Frank Lüttig soll Interna durchgestochen haben.

Foto: dpa, hoh wst jol

Entsprechende Unterlagen sollen dem NDR-Fernsehmagazin "Hallo Niedersachsen" vorliegen. Sie geben auch Aufschluss über die Wege, auf denen diese Personen informiert wurden, dass sich Edathys Name auf einer Liste im Zusammenhang mit Ermittlungen wegen des Erwerbs kinderpornografischer Schriften befindet. Dies bezieht sich auf den Zeitraum vor der ersten Hausdurchsuchung bei Edathy im Februar vergangenen Jahres.

Rund ein Jahr nach dem abrupten Ende der politischen Laufbahn von Sebastian Edathy startet am Montag am Landgericht Verden der Kinderporno-Prozess gegen den ehemaligen SPD-Hoffnungsträger. Die Staatsanwaltschaft Hannover wirft dem 45-Jährigen vor, via Internet Kinderpornos gekauft zu haben. Edathy hat dies bislang abgestritten.

Der Prozess dürfte wegen gleich mehrerer Faktoren unter besonderem medialen Interesse stehen. Am Freitag wurde bekannt, dass gegen den Celler Generalstaatsanwalt Frank Lüttig Ermittlungen wegen eines möglichen Geheimnisverrates unter anderem im Fall Edathy eingeleitet wurden. Zum anderen versucht ein Untersuchungsausschuss des Bundestages parallel zu klären, ob Edathy von Parteifreunden über die gegen ihn laufenden Ermittlungen gewarnt wurde.

Lüttig soll interne Ermittlungsdetails - nach dpa-Informationen aus dem Abschlussbericht der Ermittler - an Journalisten weitergegeben haben. Die Staatsanwaltschaft Göttingen prüft ferner, ob sich Lüttig auch in sieben weiteren Fällen aus dem bereits abgeschlossenen Prozess gegen Ex-Bundespräsident Christian Wulff mit Durchstechereien strafbar gemacht hat.

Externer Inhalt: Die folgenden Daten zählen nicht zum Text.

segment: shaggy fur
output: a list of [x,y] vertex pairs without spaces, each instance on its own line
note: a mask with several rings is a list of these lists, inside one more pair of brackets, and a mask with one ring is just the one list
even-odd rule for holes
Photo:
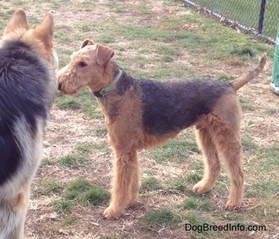
[[162,144],[191,125],[195,126],[205,165],[204,177],[193,190],[199,193],[212,190],[222,157],[232,182],[227,208],[239,207],[244,174],[241,109],[236,91],[259,75],[266,56],[257,68],[230,84],[211,79],[160,82],[135,79],[123,72],[112,89],[103,94],[120,71],[112,60],[114,54],[109,47],[86,40],[57,75],[59,89],[66,94],[89,86],[105,114],[115,155],[112,199],[105,216],[118,218],[137,201],[140,187],[137,152]]
[[17,10],[0,44],[0,239],[24,238],[30,187],[56,91],[53,18],[29,29]]

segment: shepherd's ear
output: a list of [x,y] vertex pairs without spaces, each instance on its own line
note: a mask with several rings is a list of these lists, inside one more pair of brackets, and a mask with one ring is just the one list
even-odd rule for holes
[[28,30],[27,17],[22,9],[18,9],[13,15],[6,26],[3,35],[8,34],[20,28]]
[[52,48],[52,38],[54,31],[54,20],[52,14],[47,13],[44,20],[34,30],[34,34],[47,47]]
[[102,45],[97,45],[96,51],[97,63],[99,65],[104,65],[114,56],[114,51],[112,49]]
[[94,45],[94,42],[92,40],[90,39],[86,39],[83,41],[82,45],[80,46],[80,48],[83,48],[87,45]]

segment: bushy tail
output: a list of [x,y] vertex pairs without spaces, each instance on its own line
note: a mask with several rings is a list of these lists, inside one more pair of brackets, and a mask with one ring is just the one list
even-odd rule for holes
[[252,79],[256,77],[262,71],[267,61],[267,56],[265,54],[262,56],[259,65],[257,66],[253,70],[250,71],[249,73],[241,75],[241,77],[236,78],[233,82],[231,83],[232,88],[236,91],[238,89],[241,88],[246,84],[247,84]]

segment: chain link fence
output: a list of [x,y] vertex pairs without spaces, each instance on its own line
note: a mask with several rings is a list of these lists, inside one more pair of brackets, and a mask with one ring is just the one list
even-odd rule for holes
[[275,43],[279,0],[183,0],[186,5],[211,15],[236,29]]

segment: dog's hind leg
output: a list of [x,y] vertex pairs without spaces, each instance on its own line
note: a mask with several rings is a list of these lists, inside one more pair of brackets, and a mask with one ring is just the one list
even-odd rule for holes
[[0,239],[23,239],[25,217],[30,197],[30,187],[10,201],[0,202]]
[[136,158],[137,160],[135,167],[133,167],[133,172],[132,174],[132,186],[130,189],[130,201],[128,202],[126,208],[130,208],[137,201],[138,196],[139,196],[139,191],[140,189],[140,178],[141,178],[141,172],[140,172],[140,167],[139,165],[138,159]]
[[204,172],[202,179],[193,187],[193,190],[199,193],[206,193],[212,190],[219,175],[221,163],[208,129],[197,125],[195,132],[197,142],[203,154]]
[[227,208],[234,210],[241,205],[243,197],[244,173],[242,169],[243,152],[239,118],[235,116],[229,123],[210,114],[206,118],[209,132],[220,156],[225,161],[231,180]]
[[[125,153],[115,150],[112,198],[109,207],[104,212],[105,217],[119,218],[124,213],[130,199],[135,197],[135,192],[134,195],[131,195],[131,191],[132,187],[135,187],[133,181],[139,179],[138,176],[135,175],[139,170],[138,168],[136,151]],[[133,191],[137,190],[137,187],[135,187]]]

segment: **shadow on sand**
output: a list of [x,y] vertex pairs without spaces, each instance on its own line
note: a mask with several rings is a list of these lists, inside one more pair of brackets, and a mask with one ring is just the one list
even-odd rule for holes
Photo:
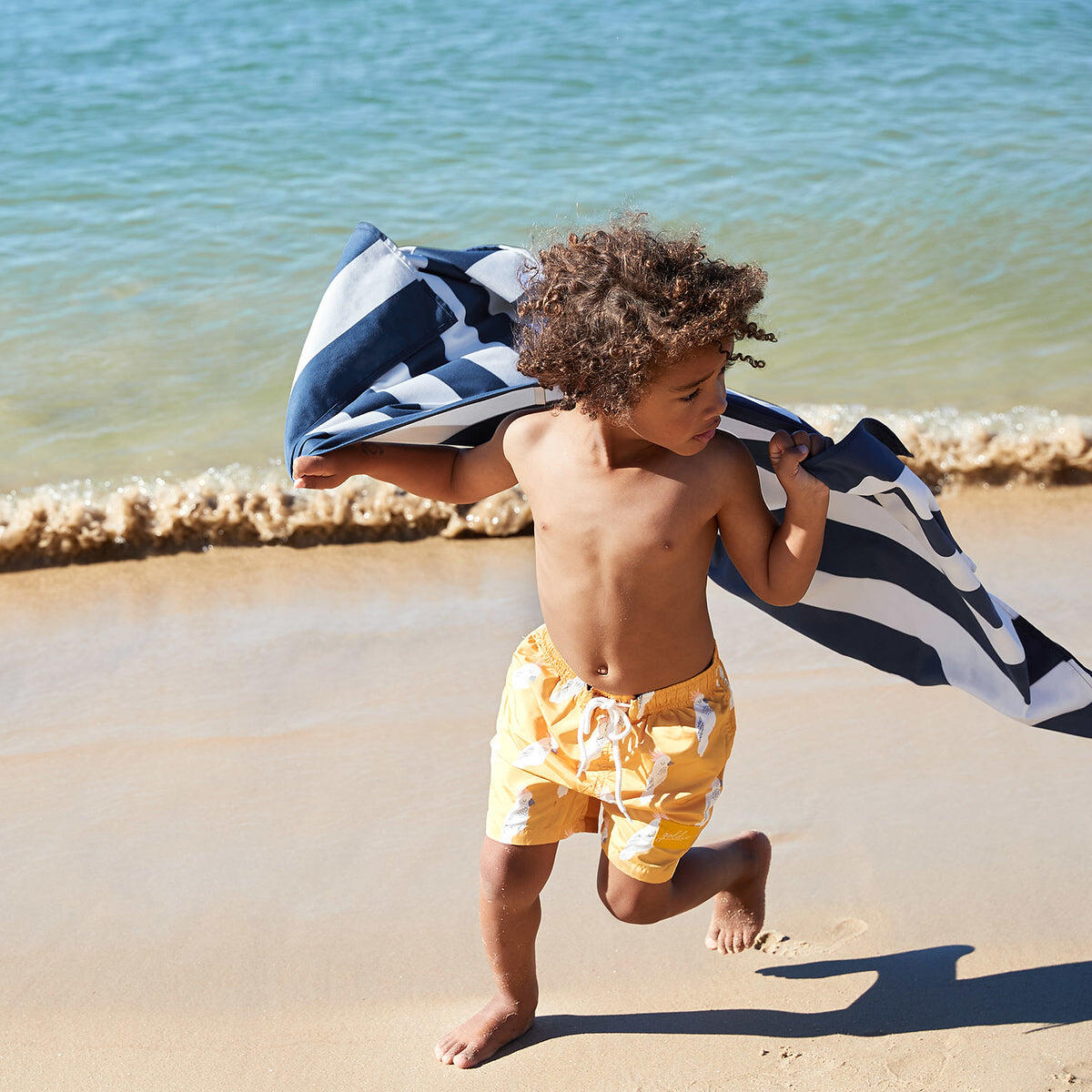
[[871,971],[873,983],[844,1009],[786,1012],[780,1009],[696,1009],[689,1012],[618,1012],[541,1017],[526,1035],[495,1057],[566,1035],[894,1035],[948,1028],[1038,1024],[1030,1031],[1092,1020],[1092,960],[981,978],[957,978],[956,963],[974,951],[947,945],[868,959],[763,968],[776,978],[829,978]]

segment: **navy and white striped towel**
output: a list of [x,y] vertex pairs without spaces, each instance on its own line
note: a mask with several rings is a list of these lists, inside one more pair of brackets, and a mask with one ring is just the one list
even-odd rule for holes
[[[385,436],[397,443],[484,443],[547,391],[515,370],[512,323],[531,256],[518,247],[396,247],[371,224],[353,233],[300,355],[285,461]],[[785,494],[768,441],[806,428],[780,406],[728,392],[720,427],[758,465],[776,519]],[[709,574],[820,644],[921,686],[956,686],[1028,724],[1092,737],[1092,675],[992,595],[948,530],[909,455],[866,417],[807,468],[831,490],[822,556],[791,607],[757,598],[717,537]]]

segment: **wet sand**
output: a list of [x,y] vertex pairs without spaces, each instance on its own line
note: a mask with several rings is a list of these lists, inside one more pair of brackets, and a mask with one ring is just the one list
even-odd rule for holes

Fall Lüttig könnte Auswirkungen haben

Im Fall Edathy könnten die Ermittlungen gegen Lüttig je nach Würdigung des Gerichts durchaus Auswirkungen auf den Prozessverlauf haben. Zwar könne ein Prozess wegen durchgesickerter Informationen nicht platzen, erläuterte der Richter am Landgericht Lüneburg, Harald Natho. Aber: "Denkbar ist etwa, dass durch eine vorzeitige Bekanntgabe von Ermittlungsergebnissen die Aussagen von Zeugen oder die Einlassungen des Beschuldigten beeinflusst werden."

Im Falle einer Verurteilung drohen Edathy laut Gesetz bis zu zwei Jahre Gefängnis oder eine Geldstrafe. Das Gericht wies aber bereits darauf hin, dass ein Strafmaß "eher im unteren Bereich" zu erwarten sei, weil es sich "um vergleichsweise wenige Taten mit einer noch begrenzten Anzahl an Zugriffen" handele.

Bereits die Ermittlungen gegen Edathy hatten das politische Berlin durcheinandergewirbelt. Bundesagrarminister Hans-Peter Friedrich (CSU) war zurückgetreten, weil er als damaliger Innenminister die SPD-Spitze gewarnt hatte - wohl um während der Koalitionsbildung eine Amtsvergabe an Edathy und damit einen später möglichen Skandal zu verhindern. Bis heute ist ungeklärt, ob und von wem Edathy aus den Reihen der SPD über die gegen ihn laufende Polizeiarbeit auf dem Laufenden gehalten wurde - viele sprechen deshalb längst von einer SPD-Affäre. Edathy selbst hat den rheinland-pfälzischen SPD-Bundestagsabgeordneten Michael Hartmann als Quelle genannt.
Dieser bestreitet den Vorwurf aber.

Für das Strafverfahren in Verden ist die politische Dimension der Affäre mit Fragen zum möglichen Geheimnisverrat oder gar zu einer Strafvereitelung unerheblich. Hier soll lediglich geklärt werden, ob Edathy im November 2013 kinderpornografische Video- und Bilddateien aus dem Internet heruntergeladen hat. Zudem soll er laut Anklage einen Bildband und eine CD besessen haben, deren Inhalt von der Staatsanwaltschaft als jugendpornografisch eingestuft wird.

Die Ermittler waren auf Edathy aufmerksam geworden, weil dessen Name auf der Kundenliste einer kanadischen Firma aufgetaucht war, die auch Kinder- und Jugendpornos vertrieben haben soll. Edathy bestreitet nicht, dort Material geordert zu haben, klassifiziert das aber als legal. Erst im Zuge dieser Ermittlungen fanden die Ermittler auf einer Bundestag-Datenbank die Dateien, die beim nun startenden Prozess im Fokus stehen.

Das Landgericht hat zunächst neun Verhandlungstage bis Ende April angesetzt.